With the Hawks opening camp today, their roster is currently about 3 times the size of what it will be three weeks from now, peppered with draft picks, invitees, and career AHLers (and in Tyler Motte’s case, the ECHL according to Fifth Feather). And one entry on the list stands out among all the others.
Roy Radke was taken by the Hawks in the 6th round last year as the 164th overall pick. And what’s striking about him is not his projectable frame or his mediocre OHL point totals, but the fact that he is for all intents and purposes a child under 20 years old named “Roy” in the age of Jadens, Cadens, Braydens, and such and such. Add to it his family name of Radke, and the name is an anachronism for a fresh-faced hockey prospect.

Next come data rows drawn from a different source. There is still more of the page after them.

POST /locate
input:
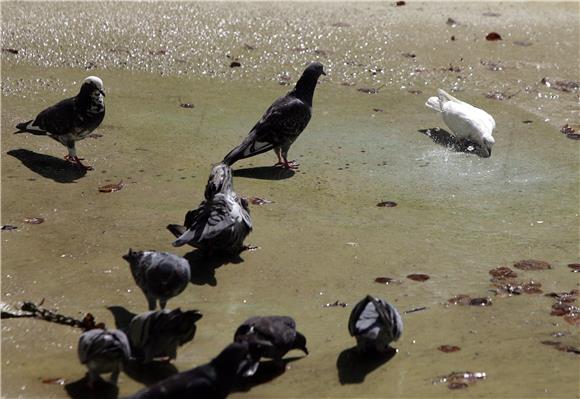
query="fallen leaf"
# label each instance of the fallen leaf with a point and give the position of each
(387, 204)
(493, 36)
(111, 188)
(449, 348)
(532, 264)
(33, 220)
(418, 277)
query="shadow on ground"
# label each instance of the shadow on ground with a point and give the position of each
(446, 139)
(353, 366)
(264, 173)
(48, 166)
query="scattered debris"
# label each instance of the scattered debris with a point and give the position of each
(335, 304)
(33, 220)
(418, 277)
(561, 85)
(575, 267)
(532, 264)
(259, 201)
(111, 188)
(502, 273)
(449, 348)
(387, 204)
(562, 347)
(493, 36)
(387, 280)
(460, 379)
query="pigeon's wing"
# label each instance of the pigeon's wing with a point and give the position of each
(59, 119)
(215, 217)
(355, 315)
(285, 119)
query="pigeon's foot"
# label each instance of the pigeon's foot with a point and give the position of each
(77, 162)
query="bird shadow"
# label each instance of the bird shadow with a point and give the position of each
(265, 173)
(101, 389)
(267, 371)
(122, 317)
(354, 366)
(48, 166)
(151, 373)
(446, 139)
(203, 265)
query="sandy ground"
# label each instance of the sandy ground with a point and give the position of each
(322, 239)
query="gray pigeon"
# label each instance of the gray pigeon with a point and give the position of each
(375, 323)
(157, 334)
(160, 275)
(274, 336)
(103, 351)
(282, 123)
(72, 119)
(221, 222)
(213, 380)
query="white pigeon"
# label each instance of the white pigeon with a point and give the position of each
(465, 121)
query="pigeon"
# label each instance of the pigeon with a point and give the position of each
(72, 119)
(221, 222)
(282, 123)
(274, 335)
(160, 275)
(466, 122)
(103, 351)
(213, 380)
(157, 334)
(375, 323)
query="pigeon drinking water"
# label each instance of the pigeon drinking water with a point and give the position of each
(72, 119)
(375, 323)
(160, 275)
(282, 123)
(465, 121)
(221, 222)
(274, 335)
(103, 351)
(155, 335)
(213, 380)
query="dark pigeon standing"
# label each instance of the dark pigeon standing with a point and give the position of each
(282, 123)
(221, 222)
(375, 323)
(155, 335)
(160, 275)
(213, 380)
(274, 335)
(72, 119)
(103, 351)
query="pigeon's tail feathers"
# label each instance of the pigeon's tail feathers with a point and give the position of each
(434, 104)
(250, 146)
(184, 238)
(29, 127)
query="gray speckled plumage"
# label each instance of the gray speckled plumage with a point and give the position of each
(72, 119)
(213, 380)
(157, 334)
(103, 351)
(375, 323)
(160, 275)
(282, 122)
(221, 222)
(274, 335)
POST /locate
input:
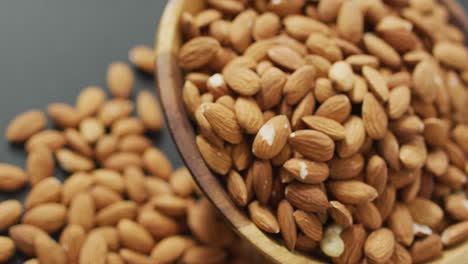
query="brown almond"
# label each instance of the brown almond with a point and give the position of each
(312, 144)
(380, 245)
(12, 178)
(11, 213)
(48, 190)
(149, 111)
(352, 192)
(306, 197)
(271, 138)
(263, 218)
(49, 217)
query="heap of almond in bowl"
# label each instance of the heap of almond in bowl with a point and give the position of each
(340, 125)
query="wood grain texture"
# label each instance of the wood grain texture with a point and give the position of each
(170, 81)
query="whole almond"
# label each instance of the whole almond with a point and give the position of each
(340, 214)
(49, 251)
(237, 188)
(120, 79)
(7, 249)
(64, 115)
(82, 211)
(143, 57)
(149, 111)
(49, 217)
(12, 211)
(94, 250)
(71, 240)
(112, 214)
(306, 197)
(352, 192)
(50, 138)
(113, 110)
(25, 125)
(285, 57)
(380, 245)
(263, 218)
(298, 84)
(312, 144)
(350, 21)
(48, 190)
(90, 100)
(307, 171)
(73, 162)
(374, 117)
(249, 116)
(12, 178)
(197, 52)
(92, 129)
(134, 236)
(309, 224)
(287, 224)
(171, 248)
(135, 184)
(337, 107)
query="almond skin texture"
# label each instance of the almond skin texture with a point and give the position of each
(12, 178)
(197, 52)
(380, 245)
(12, 211)
(271, 138)
(312, 144)
(25, 125)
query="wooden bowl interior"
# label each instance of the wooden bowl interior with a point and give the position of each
(170, 82)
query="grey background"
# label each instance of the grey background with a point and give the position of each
(50, 49)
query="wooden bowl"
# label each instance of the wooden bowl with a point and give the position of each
(170, 82)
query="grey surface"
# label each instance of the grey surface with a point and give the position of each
(50, 49)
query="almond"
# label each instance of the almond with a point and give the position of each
(82, 211)
(307, 171)
(50, 138)
(352, 192)
(143, 57)
(12, 178)
(380, 245)
(287, 224)
(271, 138)
(309, 224)
(112, 214)
(374, 117)
(7, 249)
(263, 218)
(73, 162)
(49, 217)
(120, 79)
(197, 52)
(46, 191)
(71, 240)
(312, 144)
(425, 212)
(337, 107)
(171, 248)
(350, 21)
(285, 57)
(49, 251)
(94, 250)
(25, 125)
(309, 198)
(12, 211)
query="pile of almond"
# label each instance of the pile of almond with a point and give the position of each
(122, 202)
(342, 123)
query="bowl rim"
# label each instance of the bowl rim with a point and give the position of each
(169, 76)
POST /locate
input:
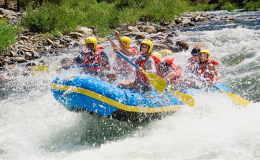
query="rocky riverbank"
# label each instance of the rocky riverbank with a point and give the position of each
(31, 46)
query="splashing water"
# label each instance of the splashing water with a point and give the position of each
(33, 125)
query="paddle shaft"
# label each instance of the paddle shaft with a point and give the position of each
(127, 59)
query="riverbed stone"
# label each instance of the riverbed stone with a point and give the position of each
(76, 35)
(85, 31)
(13, 54)
(183, 45)
(158, 47)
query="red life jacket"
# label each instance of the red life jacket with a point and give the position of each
(177, 78)
(139, 75)
(203, 70)
(96, 59)
(121, 64)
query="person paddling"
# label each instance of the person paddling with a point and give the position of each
(121, 66)
(145, 62)
(170, 73)
(194, 57)
(92, 54)
(206, 68)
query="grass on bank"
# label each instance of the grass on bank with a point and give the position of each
(68, 14)
(8, 33)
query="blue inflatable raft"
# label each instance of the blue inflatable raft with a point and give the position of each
(85, 93)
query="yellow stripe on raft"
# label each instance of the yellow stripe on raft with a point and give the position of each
(115, 103)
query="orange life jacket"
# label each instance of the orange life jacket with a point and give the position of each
(96, 59)
(139, 75)
(169, 60)
(203, 70)
(121, 64)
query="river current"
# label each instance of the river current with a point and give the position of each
(33, 125)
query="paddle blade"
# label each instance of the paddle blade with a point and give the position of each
(185, 98)
(156, 81)
(42, 68)
(237, 99)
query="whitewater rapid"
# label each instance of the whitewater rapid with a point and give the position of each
(33, 125)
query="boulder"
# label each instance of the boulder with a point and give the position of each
(85, 31)
(20, 59)
(132, 29)
(183, 45)
(13, 54)
(158, 47)
(75, 35)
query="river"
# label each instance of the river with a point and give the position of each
(33, 125)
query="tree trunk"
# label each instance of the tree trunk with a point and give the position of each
(5, 4)
(18, 5)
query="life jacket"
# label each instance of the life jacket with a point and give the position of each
(95, 59)
(121, 64)
(160, 72)
(140, 63)
(203, 71)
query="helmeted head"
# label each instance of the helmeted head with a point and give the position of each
(157, 54)
(204, 51)
(166, 52)
(149, 43)
(127, 40)
(195, 51)
(92, 40)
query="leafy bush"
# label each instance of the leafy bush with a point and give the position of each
(7, 37)
(68, 14)
(252, 6)
(228, 6)
(52, 17)
(203, 7)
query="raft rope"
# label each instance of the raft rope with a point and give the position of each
(115, 103)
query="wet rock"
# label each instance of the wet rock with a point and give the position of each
(132, 29)
(28, 55)
(133, 34)
(138, 37)
(24, 38)
(175, 49)
(191, 24)
(20, 59)
(167, 41)
(75, 35)
(13, 54)
(20, 53)
(85, 31)
(49, 42)
(7, 60)
(6, 12)
(183, 45)
(199, 19)
(158, 47)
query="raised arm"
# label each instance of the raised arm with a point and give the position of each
(128, 52)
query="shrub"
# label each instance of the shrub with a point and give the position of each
(7, 37)
(51, 17)
(228, 6)
(252, 6)
(203, 7)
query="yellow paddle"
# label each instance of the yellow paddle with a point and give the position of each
(160, 84)
(235, 98)
(185, 98)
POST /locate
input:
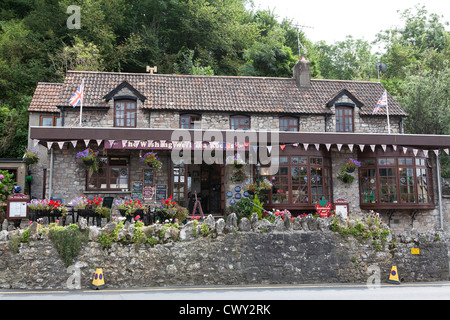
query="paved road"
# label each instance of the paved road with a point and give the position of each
(404, 291)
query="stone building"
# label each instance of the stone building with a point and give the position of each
(309, 129)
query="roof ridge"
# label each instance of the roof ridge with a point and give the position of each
(180, 75)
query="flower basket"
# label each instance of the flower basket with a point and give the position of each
(152, 160)
(89, 158)
(238, 176)
(31, 156)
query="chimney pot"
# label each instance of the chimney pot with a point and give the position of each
(302, 74)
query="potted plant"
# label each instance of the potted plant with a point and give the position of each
(89, 158)
(168, 209)
(31, 156)
(265, 186)
(129, 207)
(251, 188)
(152, 160)
(352, 165)
(235, 161)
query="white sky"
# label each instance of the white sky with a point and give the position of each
(333, 20)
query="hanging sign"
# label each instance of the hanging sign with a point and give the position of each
(323, 208)
(16, 206)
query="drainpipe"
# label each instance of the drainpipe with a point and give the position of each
(50, 183)
(438, 172)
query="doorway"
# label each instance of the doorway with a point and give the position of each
(202, 179)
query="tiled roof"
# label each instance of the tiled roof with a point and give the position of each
(45, 97)
(225, 93)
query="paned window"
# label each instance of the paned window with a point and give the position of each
(125, 113)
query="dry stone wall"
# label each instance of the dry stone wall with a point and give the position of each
(249, 252)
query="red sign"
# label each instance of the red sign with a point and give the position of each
(323, 208)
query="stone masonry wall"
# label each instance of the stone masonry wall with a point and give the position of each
(269, 255)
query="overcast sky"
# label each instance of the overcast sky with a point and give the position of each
(332, 20)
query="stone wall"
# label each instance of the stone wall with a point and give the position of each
(259, 252)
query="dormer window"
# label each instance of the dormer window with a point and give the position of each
(240, 122)
(344, 119)
(125, 113)
(289, 124)
(190, 121)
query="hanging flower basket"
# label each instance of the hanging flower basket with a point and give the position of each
(89, 158)
(238, 176)
(31, 156)
(152, 160)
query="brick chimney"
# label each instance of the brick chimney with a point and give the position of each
(302, 73)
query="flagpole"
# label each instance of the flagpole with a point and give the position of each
(387, 112)
(81, 105)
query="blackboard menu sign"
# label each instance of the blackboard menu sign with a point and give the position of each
(148, 177)
(17, 206)
(137, 191)
(161, 191)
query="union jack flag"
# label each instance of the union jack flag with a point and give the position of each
(381, 103)
(77, 97)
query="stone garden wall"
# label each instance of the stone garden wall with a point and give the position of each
(253, 252)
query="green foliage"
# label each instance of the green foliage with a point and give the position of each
(68, 241)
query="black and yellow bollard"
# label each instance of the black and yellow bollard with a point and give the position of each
(393, 276)
(98, 281)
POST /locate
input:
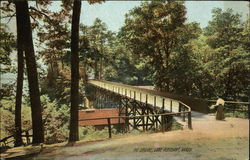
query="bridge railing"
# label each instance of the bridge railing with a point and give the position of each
(149, 97)
(153, 98)
(163, 125)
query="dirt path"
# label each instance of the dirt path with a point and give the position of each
(209, 139)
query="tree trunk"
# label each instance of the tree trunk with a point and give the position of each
(26, 32)
(73, 134)
(19, 89)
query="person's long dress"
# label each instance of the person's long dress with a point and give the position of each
(220, 113)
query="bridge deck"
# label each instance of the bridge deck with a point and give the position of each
(151, 97)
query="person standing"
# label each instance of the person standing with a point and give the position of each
(220, 109)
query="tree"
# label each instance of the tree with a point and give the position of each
(19, 88)
(98, 39)
(7, 46)
(152, 31)
(74, 99)
(23, 17)
(230, 65)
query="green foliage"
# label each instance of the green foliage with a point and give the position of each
(152, 31)
(229, 62)
(56, 120)
(8, 116)
(7, 46)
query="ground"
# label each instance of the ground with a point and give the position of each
(210, 139)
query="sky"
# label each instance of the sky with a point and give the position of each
(113, 12)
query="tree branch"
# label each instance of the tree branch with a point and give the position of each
(45, 15)
(9, 16)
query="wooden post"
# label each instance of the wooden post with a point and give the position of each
(109, 127)
(154, 101)
(162, 123)
(27, 137)
(171, 105)
(163, 107)
(189, 120)
(143, 119)
(183, 114)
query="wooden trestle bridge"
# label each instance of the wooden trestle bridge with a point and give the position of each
(139, 108)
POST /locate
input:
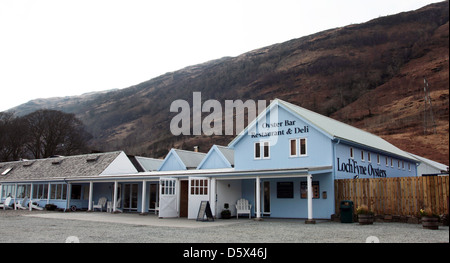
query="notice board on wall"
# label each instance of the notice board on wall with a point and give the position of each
(204, 212)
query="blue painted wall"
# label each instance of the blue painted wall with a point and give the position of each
(319, 146)
(295, 207)
(214, 159)
(171, 163)
(348, 167)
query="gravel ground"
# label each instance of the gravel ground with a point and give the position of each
(19, 227)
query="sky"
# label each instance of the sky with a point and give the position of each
(57, 48)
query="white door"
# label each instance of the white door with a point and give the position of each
(199, 191)
(168, 205)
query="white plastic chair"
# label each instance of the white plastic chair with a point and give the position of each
(100, 204)
(7, 203)
(243, 207)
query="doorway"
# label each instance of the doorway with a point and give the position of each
(184, 198)
(266, 198)
(154, 197)
(130, 197)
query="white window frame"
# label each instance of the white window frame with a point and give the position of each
(262, 152)
(199, 186)
(298, 149)
(168, 187)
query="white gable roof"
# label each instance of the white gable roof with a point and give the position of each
(334, 129)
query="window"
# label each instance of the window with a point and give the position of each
(7, 171)
(168, 187)
(58, 192)
(302, 147)
(263, 147)
(8, 190)
(40, 191)
(266, 150)
(285, 189)
(304, 190)
(75, 192)
(301, 151)
(257, 150)
(23, 190)
(293, 147)
(199, 187)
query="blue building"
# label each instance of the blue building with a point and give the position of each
(284, 163)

So here at the Committed Indian Chuckle Hut, we have devised a list of hardscrabble occupations far more befitting the name of “Roy Radke”
- Hard Boiled Detective
- Stevedore from Season 2 of The Wire
- Assistant GM at the Buffalo Grove Mariano’s
- Paralegal at a Dad’s Rights law firm
- Christmas Tree lot proprietor at Lawrence & Hoyne
- CTA blue line train operator
- Short order cook at the Golden Nugget at Western, Diversey, & Elston
- United Van Lines owner/operator
- Kane County Cougars beer vendor
- Cintas uniform services deliveryman
- SuperDawg maintenance man
- Wedding bartender (he has an oddly graphic forearm tattoo that is making people ask questions)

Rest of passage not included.